通商環境の変化でマイナスの影響受ける企業は3割近くに減少、2021年度米国進出日系企業調査

(米国)

米州課

2021年12月27日

ジェトロが9月に実施した米国進出日系企業実態調査(2021年12月17日記事参照)によると、追加関税など通商環境の変化について、「影響はない」が32.9%を占め、「わからない」(29.0%)、「全体としてマイナスの影響がある」(26.2%)が続いた。「わからない」との回答は前年(15.9%)から13.1ポイント増えた一方、「全体としてマイナスの影響がある」は前年(36.3%)から10.1ポイント減少した。この結果は、ジョー・バイデン米国大統領が2021年3月に発表した通商政策方針で、これまでの政策を見直すと報告していたが(2021年3月3日記事参照)、本調査終了日までに具体的な見直し内容が示されなかったことが影響しているとみられる。業種別にみると、「全体としてマイナスの影響がある」と回答した企業は、自動車等や小売業(それぞれ45.5%)で高かった。

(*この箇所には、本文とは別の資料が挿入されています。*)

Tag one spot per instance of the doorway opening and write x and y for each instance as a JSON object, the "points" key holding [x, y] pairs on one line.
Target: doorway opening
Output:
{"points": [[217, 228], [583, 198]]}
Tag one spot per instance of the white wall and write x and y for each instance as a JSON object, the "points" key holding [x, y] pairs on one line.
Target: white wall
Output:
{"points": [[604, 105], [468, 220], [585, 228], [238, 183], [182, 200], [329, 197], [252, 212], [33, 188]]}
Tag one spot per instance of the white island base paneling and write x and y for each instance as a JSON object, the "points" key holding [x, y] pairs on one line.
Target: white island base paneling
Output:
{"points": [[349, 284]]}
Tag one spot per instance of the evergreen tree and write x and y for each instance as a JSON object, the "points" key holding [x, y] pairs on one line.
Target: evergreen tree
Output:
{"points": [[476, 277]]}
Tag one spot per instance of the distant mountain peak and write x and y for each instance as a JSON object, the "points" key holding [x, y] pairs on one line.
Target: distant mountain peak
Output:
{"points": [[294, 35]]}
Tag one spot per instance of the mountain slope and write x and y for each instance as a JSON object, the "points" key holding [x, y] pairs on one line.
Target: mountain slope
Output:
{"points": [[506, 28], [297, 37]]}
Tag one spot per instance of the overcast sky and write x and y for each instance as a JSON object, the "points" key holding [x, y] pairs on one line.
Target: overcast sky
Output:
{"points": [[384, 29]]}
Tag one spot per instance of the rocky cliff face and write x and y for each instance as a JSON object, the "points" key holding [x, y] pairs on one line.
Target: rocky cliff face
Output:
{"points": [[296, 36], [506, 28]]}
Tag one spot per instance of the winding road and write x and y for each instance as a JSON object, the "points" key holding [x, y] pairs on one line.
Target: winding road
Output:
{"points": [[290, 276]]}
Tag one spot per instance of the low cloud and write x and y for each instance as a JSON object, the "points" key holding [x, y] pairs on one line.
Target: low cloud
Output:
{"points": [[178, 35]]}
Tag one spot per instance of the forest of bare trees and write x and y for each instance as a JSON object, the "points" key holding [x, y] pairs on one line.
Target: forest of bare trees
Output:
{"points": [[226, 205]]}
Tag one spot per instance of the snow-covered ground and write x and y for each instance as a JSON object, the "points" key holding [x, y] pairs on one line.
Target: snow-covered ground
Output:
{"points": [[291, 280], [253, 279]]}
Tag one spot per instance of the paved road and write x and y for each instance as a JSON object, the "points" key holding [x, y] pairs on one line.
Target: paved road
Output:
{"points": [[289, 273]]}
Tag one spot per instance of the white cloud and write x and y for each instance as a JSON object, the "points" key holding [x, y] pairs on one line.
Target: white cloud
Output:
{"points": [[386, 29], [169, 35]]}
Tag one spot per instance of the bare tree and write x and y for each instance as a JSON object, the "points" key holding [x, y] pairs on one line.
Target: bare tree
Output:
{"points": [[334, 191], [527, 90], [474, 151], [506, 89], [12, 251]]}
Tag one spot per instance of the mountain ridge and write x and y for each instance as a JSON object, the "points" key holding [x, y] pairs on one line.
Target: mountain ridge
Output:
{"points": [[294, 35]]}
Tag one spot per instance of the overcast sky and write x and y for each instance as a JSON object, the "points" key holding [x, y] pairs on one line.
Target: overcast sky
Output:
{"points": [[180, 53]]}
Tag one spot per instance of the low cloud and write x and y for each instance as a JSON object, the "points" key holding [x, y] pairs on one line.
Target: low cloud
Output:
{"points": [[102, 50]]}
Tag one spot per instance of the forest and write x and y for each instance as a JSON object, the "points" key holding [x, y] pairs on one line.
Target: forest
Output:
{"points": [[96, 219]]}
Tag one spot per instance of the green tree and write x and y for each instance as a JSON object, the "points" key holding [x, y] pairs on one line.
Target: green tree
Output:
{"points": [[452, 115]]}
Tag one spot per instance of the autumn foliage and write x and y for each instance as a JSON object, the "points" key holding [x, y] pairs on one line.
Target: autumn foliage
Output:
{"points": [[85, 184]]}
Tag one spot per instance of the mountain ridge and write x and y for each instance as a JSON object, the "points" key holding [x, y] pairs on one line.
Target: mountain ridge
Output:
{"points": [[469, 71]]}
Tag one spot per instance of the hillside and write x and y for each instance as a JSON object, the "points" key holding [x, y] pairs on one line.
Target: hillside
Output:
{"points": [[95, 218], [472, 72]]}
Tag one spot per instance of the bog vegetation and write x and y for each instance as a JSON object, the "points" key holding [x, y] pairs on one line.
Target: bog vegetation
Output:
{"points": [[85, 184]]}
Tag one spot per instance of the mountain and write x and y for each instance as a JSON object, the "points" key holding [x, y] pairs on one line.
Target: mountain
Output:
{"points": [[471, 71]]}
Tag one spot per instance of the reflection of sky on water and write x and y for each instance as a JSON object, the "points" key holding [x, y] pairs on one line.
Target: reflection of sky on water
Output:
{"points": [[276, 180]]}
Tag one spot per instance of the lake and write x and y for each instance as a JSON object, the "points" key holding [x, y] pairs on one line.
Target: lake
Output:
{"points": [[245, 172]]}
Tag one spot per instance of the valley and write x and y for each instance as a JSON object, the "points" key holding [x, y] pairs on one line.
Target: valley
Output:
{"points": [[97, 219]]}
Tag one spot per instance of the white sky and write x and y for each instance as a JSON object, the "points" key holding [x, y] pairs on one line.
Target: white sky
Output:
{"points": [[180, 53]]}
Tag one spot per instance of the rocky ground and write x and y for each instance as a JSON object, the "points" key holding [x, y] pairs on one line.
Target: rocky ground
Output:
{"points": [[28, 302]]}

マイナスの影響は引き続き「米国の通商法301条に基づく追加関税」が上位

「全体としてマイナスの影響がある」とした企業のうち、影響を受ける政策として、前年同様、「米国の通商法301条に基づく追加関税」が55.2%(前年57.3%)で上位に挙がった。次いで、「中国の米国に対する報復関税」が32.0%、「米国の鉄鋼・アルミニウムを対象とした追加関税賦課」が24.1%で、「米国の輸出管理・投資規制強化」は12.8%にとどまった。「米国の通商法301条に基づく追加関税」を弾別にみると、第3弾が32.2%で最も高く、第2弾(24.6%)、第1弾(23.7%)が続いた。具体的なマイナスの影響としては、「一部、米国外に輸出できなくなる製品がある」(鉄・非鉄・金属)、「関税影響を完全に価格転嫁できない」(自動車等部品)、「規制強化による手続きの複雑化、顧客の投資抑制」(販売会社)といった声が聞かれた。

本調査では、サプライチェーンを含む事業戦略の見直しについても聞いており、結果の解説は2021年12月24日記事参照調査結果の詳細はジェトロのウェブサイトに掲載されている。